Ford F-150: This is the auto industry’s most popular vehicle, car or truck, outselling Siliverado and Sierra 1500 combined and trouncing Tundra by a 7-1 margin. Like the  Ram 1500, the F-150 last received a full  redesign for model-year 2009, though it added new powertrains for model year 2011 that included a stronger base V-6 (302 horsepower, 278 pound-feet of torque) and fresh V-8s, including the volume-leading 5.0-liter with 360 horsepower, 380 pound-feet of torque and ratings of 15/21/17 mpg with 2wd and 14/19/16 with 4wd. Star of the show is Ford’s twin-turbocharged EcoBoost V-6, which happens to boast an impressive 11,300-pound tow rating. No big pickup offers a wider range of bed and cab combos and the F-150 can go toe-to-toe with any rival for available high-tech features, including an in-dash computer with Internet connectivity. Base-price range for the 2012 F-150 is $23,895-$48,895 for mainstream models, with the off-road-racer-style SVT Raptor starting at $43,565 and the Harley-Davidson Edition 4wd SuperCrew crew cab topping the line at $52,990.   

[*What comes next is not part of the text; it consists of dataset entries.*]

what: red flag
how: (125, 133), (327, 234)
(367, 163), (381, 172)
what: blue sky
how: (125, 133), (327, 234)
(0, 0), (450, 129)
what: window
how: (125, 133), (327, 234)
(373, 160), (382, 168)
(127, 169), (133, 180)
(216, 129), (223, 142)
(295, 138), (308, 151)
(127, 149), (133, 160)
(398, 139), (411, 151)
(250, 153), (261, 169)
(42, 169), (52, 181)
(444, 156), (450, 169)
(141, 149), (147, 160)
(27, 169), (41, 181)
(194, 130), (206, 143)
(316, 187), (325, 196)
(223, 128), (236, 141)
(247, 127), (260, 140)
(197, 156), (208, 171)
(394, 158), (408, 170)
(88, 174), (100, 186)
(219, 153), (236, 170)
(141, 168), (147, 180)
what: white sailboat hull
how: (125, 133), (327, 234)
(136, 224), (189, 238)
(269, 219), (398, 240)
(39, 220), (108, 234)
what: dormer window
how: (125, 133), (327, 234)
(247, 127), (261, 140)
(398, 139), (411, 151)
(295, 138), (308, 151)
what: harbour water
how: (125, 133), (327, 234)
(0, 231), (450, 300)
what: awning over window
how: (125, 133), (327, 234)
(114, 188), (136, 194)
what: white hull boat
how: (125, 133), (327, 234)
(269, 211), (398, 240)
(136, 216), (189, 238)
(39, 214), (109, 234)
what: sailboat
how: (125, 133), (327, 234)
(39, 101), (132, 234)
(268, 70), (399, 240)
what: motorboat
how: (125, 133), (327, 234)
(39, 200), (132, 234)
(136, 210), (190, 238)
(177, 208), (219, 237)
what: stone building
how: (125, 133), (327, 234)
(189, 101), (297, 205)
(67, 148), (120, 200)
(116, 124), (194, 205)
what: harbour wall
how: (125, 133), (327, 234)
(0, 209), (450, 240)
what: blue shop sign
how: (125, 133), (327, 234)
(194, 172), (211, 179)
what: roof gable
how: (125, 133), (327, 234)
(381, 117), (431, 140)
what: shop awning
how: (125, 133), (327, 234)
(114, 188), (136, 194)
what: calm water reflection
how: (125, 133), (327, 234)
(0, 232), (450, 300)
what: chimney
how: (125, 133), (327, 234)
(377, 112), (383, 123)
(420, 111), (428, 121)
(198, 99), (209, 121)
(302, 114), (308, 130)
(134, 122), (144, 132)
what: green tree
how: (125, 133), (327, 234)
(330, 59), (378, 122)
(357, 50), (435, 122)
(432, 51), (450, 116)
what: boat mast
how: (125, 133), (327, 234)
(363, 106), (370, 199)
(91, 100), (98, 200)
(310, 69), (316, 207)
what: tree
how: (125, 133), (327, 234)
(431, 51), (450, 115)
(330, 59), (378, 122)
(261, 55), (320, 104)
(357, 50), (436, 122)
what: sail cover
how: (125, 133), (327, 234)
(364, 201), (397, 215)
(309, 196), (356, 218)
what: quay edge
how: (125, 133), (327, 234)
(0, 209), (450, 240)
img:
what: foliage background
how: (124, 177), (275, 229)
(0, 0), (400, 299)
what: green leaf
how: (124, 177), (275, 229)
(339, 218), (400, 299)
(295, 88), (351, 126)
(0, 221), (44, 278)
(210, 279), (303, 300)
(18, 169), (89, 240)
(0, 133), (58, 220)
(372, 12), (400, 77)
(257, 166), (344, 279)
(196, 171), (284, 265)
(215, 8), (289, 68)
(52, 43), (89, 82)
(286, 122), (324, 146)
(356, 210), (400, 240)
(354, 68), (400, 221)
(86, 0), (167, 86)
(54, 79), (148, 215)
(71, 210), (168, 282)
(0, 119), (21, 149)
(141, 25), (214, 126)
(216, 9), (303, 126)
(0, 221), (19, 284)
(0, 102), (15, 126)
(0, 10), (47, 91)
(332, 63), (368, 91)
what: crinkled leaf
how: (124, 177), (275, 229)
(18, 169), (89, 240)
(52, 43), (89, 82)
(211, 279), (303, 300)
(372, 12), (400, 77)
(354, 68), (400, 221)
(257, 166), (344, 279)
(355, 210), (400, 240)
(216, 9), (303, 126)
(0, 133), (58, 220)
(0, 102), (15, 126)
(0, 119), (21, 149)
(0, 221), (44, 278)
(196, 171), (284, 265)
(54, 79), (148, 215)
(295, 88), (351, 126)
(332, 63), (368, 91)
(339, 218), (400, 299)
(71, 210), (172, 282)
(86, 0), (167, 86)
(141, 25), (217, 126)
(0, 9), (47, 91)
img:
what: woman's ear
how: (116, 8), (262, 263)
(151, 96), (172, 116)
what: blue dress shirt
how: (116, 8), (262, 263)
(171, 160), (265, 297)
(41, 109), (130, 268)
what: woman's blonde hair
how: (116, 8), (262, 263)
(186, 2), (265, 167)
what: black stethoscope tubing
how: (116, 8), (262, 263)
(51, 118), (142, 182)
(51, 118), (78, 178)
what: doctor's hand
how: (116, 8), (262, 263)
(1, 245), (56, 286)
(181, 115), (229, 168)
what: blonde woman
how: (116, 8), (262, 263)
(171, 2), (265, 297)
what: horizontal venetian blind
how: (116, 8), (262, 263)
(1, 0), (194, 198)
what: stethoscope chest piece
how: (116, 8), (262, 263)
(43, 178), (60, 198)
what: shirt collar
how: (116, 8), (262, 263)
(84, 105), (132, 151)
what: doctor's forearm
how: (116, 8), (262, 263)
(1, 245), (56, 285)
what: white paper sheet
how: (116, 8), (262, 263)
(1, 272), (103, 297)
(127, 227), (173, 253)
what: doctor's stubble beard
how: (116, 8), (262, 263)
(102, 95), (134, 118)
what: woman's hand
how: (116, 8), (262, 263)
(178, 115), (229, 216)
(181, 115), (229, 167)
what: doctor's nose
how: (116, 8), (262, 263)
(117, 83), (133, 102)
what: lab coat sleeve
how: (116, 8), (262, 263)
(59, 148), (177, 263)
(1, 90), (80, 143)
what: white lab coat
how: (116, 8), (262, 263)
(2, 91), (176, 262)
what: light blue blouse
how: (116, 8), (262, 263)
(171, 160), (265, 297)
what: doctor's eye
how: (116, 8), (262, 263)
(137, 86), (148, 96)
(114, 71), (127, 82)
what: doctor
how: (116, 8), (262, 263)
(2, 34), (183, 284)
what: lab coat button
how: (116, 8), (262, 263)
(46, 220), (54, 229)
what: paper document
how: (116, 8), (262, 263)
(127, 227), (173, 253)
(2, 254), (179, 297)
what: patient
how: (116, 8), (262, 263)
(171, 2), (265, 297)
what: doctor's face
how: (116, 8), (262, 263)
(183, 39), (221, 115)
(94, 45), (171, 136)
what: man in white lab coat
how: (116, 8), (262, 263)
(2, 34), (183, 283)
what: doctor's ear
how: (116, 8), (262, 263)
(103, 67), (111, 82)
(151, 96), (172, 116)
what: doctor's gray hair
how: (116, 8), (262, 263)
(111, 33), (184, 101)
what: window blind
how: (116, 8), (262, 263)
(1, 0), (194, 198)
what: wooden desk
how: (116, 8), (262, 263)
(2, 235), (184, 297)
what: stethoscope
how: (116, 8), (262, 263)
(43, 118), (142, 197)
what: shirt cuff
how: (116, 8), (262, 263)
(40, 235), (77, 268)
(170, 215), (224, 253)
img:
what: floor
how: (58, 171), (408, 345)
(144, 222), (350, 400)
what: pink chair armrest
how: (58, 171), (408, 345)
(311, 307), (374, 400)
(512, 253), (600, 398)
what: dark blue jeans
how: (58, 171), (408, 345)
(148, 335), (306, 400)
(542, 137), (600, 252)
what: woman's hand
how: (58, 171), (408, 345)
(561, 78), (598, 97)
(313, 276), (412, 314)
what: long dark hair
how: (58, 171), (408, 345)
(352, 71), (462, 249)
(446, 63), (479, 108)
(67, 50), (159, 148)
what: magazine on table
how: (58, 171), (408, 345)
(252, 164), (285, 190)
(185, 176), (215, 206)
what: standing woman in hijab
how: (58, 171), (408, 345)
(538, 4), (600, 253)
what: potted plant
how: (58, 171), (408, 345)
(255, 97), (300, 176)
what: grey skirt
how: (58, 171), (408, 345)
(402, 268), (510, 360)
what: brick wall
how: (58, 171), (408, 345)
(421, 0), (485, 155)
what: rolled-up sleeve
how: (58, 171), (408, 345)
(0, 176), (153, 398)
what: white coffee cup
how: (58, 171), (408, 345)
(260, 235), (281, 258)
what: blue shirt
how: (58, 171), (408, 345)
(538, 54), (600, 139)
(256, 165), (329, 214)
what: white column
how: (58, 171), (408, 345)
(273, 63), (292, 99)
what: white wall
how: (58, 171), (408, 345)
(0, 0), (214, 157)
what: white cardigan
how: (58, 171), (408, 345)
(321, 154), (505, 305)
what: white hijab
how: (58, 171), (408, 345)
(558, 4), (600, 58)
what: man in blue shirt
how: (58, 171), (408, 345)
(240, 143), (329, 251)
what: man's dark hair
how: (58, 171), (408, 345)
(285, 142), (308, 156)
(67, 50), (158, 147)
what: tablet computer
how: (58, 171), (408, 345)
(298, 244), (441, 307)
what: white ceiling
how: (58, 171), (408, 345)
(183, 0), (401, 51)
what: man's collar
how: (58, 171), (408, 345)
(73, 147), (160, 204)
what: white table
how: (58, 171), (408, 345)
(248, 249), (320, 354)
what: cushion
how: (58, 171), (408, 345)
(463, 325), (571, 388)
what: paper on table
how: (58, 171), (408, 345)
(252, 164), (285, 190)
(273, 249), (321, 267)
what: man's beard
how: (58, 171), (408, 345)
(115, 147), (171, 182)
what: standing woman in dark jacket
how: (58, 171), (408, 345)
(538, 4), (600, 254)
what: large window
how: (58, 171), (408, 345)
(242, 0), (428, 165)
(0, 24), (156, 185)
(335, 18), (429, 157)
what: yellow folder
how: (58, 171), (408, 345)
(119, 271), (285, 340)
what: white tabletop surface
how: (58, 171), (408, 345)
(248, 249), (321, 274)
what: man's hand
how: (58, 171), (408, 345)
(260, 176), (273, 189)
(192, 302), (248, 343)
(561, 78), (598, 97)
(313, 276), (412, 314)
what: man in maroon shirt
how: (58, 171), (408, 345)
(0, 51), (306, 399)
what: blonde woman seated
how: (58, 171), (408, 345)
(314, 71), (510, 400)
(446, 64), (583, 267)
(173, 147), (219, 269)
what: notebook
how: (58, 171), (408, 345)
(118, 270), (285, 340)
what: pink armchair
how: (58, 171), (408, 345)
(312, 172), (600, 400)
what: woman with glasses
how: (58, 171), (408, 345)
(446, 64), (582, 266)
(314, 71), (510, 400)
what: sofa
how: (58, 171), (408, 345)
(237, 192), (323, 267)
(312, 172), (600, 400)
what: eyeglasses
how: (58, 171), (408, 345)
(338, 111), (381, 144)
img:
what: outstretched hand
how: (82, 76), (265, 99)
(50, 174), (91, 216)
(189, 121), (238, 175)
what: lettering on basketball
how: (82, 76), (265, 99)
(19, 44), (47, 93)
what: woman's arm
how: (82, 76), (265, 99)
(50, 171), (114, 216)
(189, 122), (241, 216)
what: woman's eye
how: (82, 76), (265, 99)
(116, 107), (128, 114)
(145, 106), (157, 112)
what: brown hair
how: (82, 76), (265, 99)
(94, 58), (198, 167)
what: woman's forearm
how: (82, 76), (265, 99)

Ram 1500: Last redesigned for model-year 2009, Ram remains fresh, with brash styling and class-leading ride and handling. Credit the latter to its category-exclusive coil-spring suspension versus the leaf-spring setup used by every other full-size pickup. Ram crew cabs don’t offer long-bed versions but this pickup is otherwise available in the usual cab/box combos. Available features include the RamBox in-bed storage system. A V-6 and two V-8s are offered, the r headliner being the 5.7-liter Hemi V-8 with 390 horsepower, 407 pound-feet of torque and ratings of 14/20/16 mpg with 2wd, 13/19/15 with 4wd. Note that this pickup is no longer the “Dodge” Ram. Parent company Chrysler Group has spun-off Ram Truck from Dodge and markets it as a separate brand. Model-year 2012 base price range is $22,270-$44,120. Ram won’t see major changes until model-year 2014 and its future almost certainly includes the corporate Pentastar V-6 and an eight-speed automatic transmission in place of the underachieving V-6/four-speed automatic combo.